L'utilisation des paramètres labiaux a pour but de rendre plus robuste la reconnaissance automatique de parole en milieu bruité ; nous avons montré que cette information ne dégradait absolument pas les performances des systèmes actuels déjà très performants. Nous sommes actuellement en cours d'évaluation des deux approches sur la même application en milieu bruité.

REFERENCES

[1] R. André-Obrecht : A new statistical approach for the automatic segmentation of continuous speech signals, IEEE Trans. on Acoustics, Speech, Signal Processing, vol. 36, ndeg.1, janvier 1988.

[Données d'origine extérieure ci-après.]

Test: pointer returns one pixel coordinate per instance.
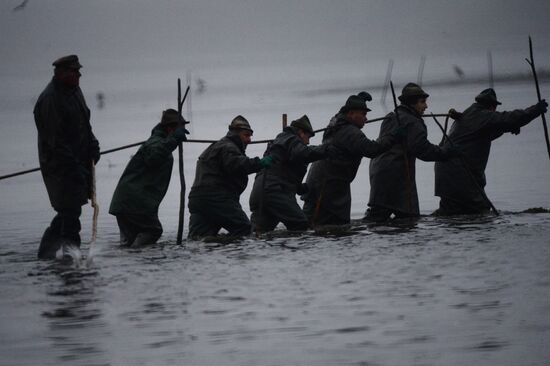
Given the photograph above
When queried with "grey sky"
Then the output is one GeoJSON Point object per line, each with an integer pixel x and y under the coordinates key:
{"type": "Point", "coordinates": [138, 34]}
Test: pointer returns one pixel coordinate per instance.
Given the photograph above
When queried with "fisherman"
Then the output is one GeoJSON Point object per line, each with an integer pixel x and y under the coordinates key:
{"type": "Point", "coordinates": [221, 176]}
{"type": "Point", "coordinates": [67, 148]}
{"type": "Point", "coordinates": [460, 182]}
{"type": "Point", "coordinates": [145, 181]}
{"type": "Point", "coordinates": [328, 201]}
{"type": "Point", "coordinates": [392, 174]}
{"type": "Point", "coordinates": [273, 197]}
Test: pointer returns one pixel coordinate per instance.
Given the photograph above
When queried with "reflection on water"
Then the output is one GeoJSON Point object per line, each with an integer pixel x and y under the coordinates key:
{"type": "Point", "coordinates": [436, 291]}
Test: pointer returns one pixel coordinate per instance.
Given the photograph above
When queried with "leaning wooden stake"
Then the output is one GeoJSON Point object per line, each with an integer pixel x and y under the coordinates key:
{"type": "Point", "coordinates": [405, 153]}
{"type": "Point", "coordinates": [182, 175]}
{"type": "Point", "coordinates": [531, 63]}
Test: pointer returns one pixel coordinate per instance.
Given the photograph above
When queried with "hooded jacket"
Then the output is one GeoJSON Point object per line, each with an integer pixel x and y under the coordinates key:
{"type": "Point", "coordinates": [392, 178]}
{"type": "Point", "coordinates": [329, 180]}
{"type": "Point", "coordinates": [224, 168]}
{"type": "Point", "coordinates": [66, 144]}
{"type": "Point", "coordinates": [474, 132]}
{"type": "Point", "coordinates": [145, 180]}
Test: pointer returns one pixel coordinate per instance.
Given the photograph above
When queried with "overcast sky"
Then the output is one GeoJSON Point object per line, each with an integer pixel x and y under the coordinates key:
{"type": "Point", "coordinates": [128, 34]}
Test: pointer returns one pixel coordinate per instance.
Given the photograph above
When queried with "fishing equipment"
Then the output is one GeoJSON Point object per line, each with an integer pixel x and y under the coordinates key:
{"type": "Point", "coordinates": [531, 63]}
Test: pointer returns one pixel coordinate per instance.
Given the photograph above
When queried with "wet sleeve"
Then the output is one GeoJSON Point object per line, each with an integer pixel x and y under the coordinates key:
{"type": "Point", "coordinates": [360, 145]}
{"type": "Point", "coordinates": [157, 151]}
{"type": "Point", "coordinates": [234, 161]}
{"type": "Point", "coordinates": [419, 146]}
{"type": "Point", "coordinates": [52, 132]}
{"type": "Point", "coordinates": [502, 122]}
{"type": "Point", "coordinates": [300, 152]}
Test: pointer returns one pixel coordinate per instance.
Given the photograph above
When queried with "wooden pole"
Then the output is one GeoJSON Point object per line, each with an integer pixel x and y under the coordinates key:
{"type": "Point", "coordinates": [95, 206]}
{"type": "Point", "coordinates": [531, 62]}
{"type": "Point", "coordinates": [181, 173]}
{"type": "Point", "coordinates": [405, 154]}
{"type": "Point", "coordinates": [386, 83]}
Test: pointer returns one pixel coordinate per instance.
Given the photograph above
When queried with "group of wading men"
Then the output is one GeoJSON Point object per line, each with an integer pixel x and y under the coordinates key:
{"type": "Point", "coordinates": [68, 150]}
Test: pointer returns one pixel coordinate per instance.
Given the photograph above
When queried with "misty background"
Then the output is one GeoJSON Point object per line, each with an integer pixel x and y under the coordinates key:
{"type": "Point", "coordinates": [259, 59]}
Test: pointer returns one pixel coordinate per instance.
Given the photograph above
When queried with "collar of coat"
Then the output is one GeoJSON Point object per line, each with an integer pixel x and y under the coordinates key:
{"type": "Point", "coordinates": [336, 123]}
{"type": "Point", "coordinates": [64, 88]}
{"type": "Point", "coordinates": [410, 110]}
{"type": "Point", "coordinates": [158, 130]}
{"type": "Point", "coordinates": [234, 138]}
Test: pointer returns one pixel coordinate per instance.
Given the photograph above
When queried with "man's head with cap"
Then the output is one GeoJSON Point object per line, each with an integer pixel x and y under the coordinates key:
{"type": "Point", "coordinates": [303, 126]}
{"type": "Point", "coordinates": [240, 126]}
{"type": "Point", "coordinates": [171, 120]}
{"type": "Point", "coordinates": [67, 70]}
{"type": "Point", "coordinates": [488, 98]}
{"type": "Point", "coordinates": [356, 109]}
{"type": "Point", "coordinates": [413, 96]}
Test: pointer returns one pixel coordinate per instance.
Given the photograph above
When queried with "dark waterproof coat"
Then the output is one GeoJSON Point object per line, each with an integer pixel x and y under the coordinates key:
{"type": "Point", "coordinates": [224, 168]}
{"type": "Point", "coordinates": [392, 178]}
{"type": "Point", "coordinates": [273, 198]}
{"type": "Point", "coordinates": [66, 144]}
{"type": "Point", "coordinates": [291, 158]}
{"type": "Point", "coordinates": [145, 180]}
{"type": "Point", "coordinates": [474, 132]}
{"type": "Point", "coordinates": [329, 198]}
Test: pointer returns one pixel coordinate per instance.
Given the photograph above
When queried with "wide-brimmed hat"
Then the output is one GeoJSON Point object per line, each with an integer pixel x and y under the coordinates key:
{"type": "Point", "coordinates": [412, 90]}
{"type": "Point", "coordinates": [240, 123]}
{"type": "Point", "coordinates": [355, 103]}
{"type": "Point", "coordinates": [487, 96]}
{"type": "Point", "coordinates": [303, 123]}
{"type": "Point", "coordinates": [68, 62]}
{"type": "Point", "coordinates": [171, 116]}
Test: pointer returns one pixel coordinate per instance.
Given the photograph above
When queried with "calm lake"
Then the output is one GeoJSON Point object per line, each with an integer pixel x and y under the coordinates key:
{"type": "Point", "coordinates": [454, 291]}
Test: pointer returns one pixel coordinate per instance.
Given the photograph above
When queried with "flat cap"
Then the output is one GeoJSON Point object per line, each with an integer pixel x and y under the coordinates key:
{"type": "Point", "coordinates": [303, 124]}
{"type": "Point", "coordinates": [68, 62]}
{"type": "Point", "coordinates": [412, 90]}
{"type": "Point", "coordinates": [487, 96]}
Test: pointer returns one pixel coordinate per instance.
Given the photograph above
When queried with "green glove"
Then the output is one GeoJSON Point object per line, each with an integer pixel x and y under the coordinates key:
{"type": "Point", "coordinates": [266, 162]}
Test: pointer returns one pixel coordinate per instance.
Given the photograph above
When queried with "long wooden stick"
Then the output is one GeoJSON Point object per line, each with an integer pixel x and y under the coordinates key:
{"type": "Point", "coordinates": [95, 206]}
{"type": "Point", "coordinates": [465, 166]}
{"type": "Point", "coordinates": [182, 175]}
{"type": "Point", "coordinates": [531, 62]}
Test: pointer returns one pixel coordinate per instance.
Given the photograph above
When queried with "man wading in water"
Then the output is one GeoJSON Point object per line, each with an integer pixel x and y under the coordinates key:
{"type": "Point", "coordinates": [392, 174]}
{"type": "Point", "coordinates": [220, 178]}
{"type": "Point", "coordinates": [67, 148]}
{"type": "Point", "coordinates": [273, 198]}
{"type": "Point", "coordinates": [145, 181]}
{"type": "Point", "coordinates": [461, 192]}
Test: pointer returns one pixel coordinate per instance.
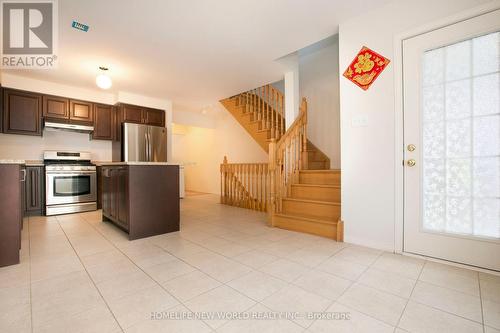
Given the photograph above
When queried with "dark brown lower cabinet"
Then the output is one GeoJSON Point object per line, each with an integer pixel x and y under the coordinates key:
{"type": "Point", "coordinates": [35, 191]}
{"type": "Point", "coordinates": [11, 213]}
{"type": "Point", "coordinates": [143, 200]}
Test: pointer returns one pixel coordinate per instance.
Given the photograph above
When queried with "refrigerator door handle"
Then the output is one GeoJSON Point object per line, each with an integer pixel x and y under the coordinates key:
{"type": "Point", "coordinates": [146, 145]}
{"type": "Point", "coordinates": [150, 146]}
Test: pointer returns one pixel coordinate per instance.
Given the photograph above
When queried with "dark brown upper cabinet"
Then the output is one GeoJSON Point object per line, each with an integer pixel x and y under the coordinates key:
{"type": "Point", "coordinates": [55, 107]}
{"type": "Point", "coordinates": [104, 121]}
{"type": "Point", "coordinates": [81, 111]}
{"type": "Point", "coordinates": [22, 112]}
{"type": "Point", "coordinates": [132, 114]}
{"type": "Point", "coordinates": [154, 117]}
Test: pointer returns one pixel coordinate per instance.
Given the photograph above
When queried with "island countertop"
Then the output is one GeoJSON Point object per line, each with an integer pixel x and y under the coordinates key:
{"type": "Point", "coordinates": [136, 163]}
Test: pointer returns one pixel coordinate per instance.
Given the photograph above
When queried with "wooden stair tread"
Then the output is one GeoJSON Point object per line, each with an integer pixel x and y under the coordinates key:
{"type": "Point", "coordinates": [330, 203]}
{"type": "Point", "coordinates": [321, 171]}
{"type": "Point", "coordinates": [308, 219]}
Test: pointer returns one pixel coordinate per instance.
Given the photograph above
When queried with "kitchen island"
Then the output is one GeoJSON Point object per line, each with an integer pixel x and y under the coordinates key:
{"type": "Point", "coordinates": [12, 176]}
{"type": "Point", "coordinates": [142, 198]}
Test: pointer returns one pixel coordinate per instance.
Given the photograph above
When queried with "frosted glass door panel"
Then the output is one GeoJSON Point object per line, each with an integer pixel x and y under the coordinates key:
{"type": "Point", "coordinates": [460, 118]}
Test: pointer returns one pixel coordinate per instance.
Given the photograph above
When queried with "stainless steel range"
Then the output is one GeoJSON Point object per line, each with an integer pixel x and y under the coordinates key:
{"type": "Point", "coordinates": [70, 182]}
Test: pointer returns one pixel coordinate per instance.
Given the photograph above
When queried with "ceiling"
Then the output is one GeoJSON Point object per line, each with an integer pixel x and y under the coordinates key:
{"type": "Point", "coordinates": [193, 52]}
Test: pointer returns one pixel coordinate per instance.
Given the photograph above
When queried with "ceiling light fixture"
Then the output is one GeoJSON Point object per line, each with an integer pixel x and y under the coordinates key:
{"type": "Point", "coordinates": [102, 80]}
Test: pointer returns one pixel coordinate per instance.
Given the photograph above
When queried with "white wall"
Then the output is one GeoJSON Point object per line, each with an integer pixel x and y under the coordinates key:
{"type": "Point", "coordinates": [368, 152]}
{"type": "Point", "coordinates": [14, 146]}
{"type": "Point", "coordinates": [319, 84]}
{"type": "Point", "coordinates": [202, 150]}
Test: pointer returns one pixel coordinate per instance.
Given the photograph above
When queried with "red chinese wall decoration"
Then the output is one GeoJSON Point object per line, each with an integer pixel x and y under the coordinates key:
{"type": "Point", "coordinates": [366, 67]}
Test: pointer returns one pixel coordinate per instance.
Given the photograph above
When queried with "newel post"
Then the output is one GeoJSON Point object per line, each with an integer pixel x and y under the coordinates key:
{"type": "Point", "coordinates": [223, 181]}
{"type": "Point", "coordinates": [272, 182]}
{"type": "Point", "coordinates": [304, 154]}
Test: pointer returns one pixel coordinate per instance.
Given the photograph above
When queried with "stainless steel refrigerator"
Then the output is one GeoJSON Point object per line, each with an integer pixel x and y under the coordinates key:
{"type": "Point", "coordinates": [144, 143]}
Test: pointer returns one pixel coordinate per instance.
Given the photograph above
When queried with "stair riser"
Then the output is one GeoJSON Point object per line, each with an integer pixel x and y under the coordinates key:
{"type": "Point", "coordinates": [319, 229]}
{"type": "Point", "coordinates": [316, 193]}
{"type": "Point", "coordinates": [320, 178]}
{"type": "Point", "coordinates": [312, 210]}
{"type": "Point", "coordinates": [315, 155]}
{"type": "Point", "coordinates": [318, 165]}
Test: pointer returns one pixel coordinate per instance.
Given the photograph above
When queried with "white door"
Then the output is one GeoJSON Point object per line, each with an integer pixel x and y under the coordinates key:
{"type": "Point", "coordinates": [452, 136]}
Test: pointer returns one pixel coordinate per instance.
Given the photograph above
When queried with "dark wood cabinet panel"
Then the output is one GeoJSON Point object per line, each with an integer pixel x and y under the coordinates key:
{"type": "Point", "coordinates": [154, 117]}
{"type": "Point", "coordinates": [132, 114]}
{"type": "Point", "coordinates": [103, 122]}
{"type": "Point", "coordinates": [55, 107]}
{"type": "Point", "coordinates": [22, 112]}
{"type": "Point", "coordinates": [35, 194]}
{"type": "Point", "coordinates": [122, 196]}
{"type": "Point", "coordinates": [10, 213]}
{"type": "Point", "coordinates": [106, 187]}
{"type": "Point", "coordinates": [143, 200]}
{"type": "Point", "coordinates": [115, 195]}
{"type": "Point", "coordinates": [81, 111]}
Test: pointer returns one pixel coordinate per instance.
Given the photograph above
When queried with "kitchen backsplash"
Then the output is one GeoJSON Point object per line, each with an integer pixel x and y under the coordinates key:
{"type": "Point", "coordinates": [31, 147]}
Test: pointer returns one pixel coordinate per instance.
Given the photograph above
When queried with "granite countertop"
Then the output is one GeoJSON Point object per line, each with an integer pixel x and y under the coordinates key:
{"type": "Point", "coordinates": [25, 162]}
{"type": "Point", "coordinates": [140, 163]}
{"type": "Point", "coordinates": [34, 163]}
{"type": "Point", "coordinates": [12, 161]}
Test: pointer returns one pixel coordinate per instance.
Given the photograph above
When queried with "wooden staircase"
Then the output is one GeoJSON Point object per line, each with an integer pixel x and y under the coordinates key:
{"type": "Point", "coordinates": [313, 205]}
{"type": "Point", "coordinates": [302, 193]}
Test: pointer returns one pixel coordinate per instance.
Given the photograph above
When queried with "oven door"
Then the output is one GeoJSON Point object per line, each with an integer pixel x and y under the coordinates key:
{"type": "Point", "coordinates": [70, 187]}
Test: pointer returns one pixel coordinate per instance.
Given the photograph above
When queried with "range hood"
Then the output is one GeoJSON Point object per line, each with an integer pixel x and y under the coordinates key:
{"type": "Point", "coordinates": [49, 125]}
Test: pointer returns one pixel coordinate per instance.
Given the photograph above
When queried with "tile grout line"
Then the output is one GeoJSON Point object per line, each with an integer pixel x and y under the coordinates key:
{"type": "Point", "coordinates": [357, 281]}
{"type": "Point", "coordinates": [442, 310]}
{"type": "Point", "coordinates": [31, 293]}
{"type": "Point", "coordinates": [207, 291]}
{"type": "Point", "coordinates": [141, 269]}
{"type": "Point", "coordinates": [481, 302]}
{"type": "Point", "coordinates": [411, 293]}
{"type": "Point", "coordinates": [90, 277]}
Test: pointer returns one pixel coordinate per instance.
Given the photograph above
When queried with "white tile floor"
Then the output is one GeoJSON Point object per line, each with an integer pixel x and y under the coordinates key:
{"type": "Point", "coordinates": [79, 274]}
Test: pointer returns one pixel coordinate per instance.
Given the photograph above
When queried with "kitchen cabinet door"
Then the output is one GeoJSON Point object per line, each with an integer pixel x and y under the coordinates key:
{"type": "Point", "coordinates": [103, 122]}
{"type": "Point", "coordinates": [34, 200]}
{"type": "Point", "coordinates": [81, 111]}
{"type": "Point", "coordinates": [22, 112]}
{"type": "Point", "coordinates": [132, 114]}
{"type": "Point", "coordinates": [154, 117]}
{"type": "Point", "coordinates": [55, 107]}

[2] R. André-Obrecht : Segmentation et parole? Habilitation à diriger des recherches, IRISA, Rennes, juin 1993.

[3] C. Benoit, C. Abry, L.J. Boë : The effect of context on labiality in french. Eurospeech 91, Genova.

[4] F. Brugnara, R. De Mori, D. Guiliani, M. Omologo : A family of Parallel Hidden Markov Models, ICASSP 92, San Francisco, 1992.

[5] P. Duchnowski, U. Meier, A. Waibel : See me, hear me : integrating automatic speech recognition and lip-reading. S11-6.1 ICSLP 94, YOKOHAMA.

[6] B. Jacob, R. André-Obrecht : Sub dictionary statistical modeling for isolated word recognition. ICSLP 94, YOKOHAMA

[7] T. Lallouache : Un poste "visage parole" couleur. Acquisition et traitement automatique des contours de lèvres. Thèse de doctorat de l'Institut National Polytechnique de Grenoble, 1991.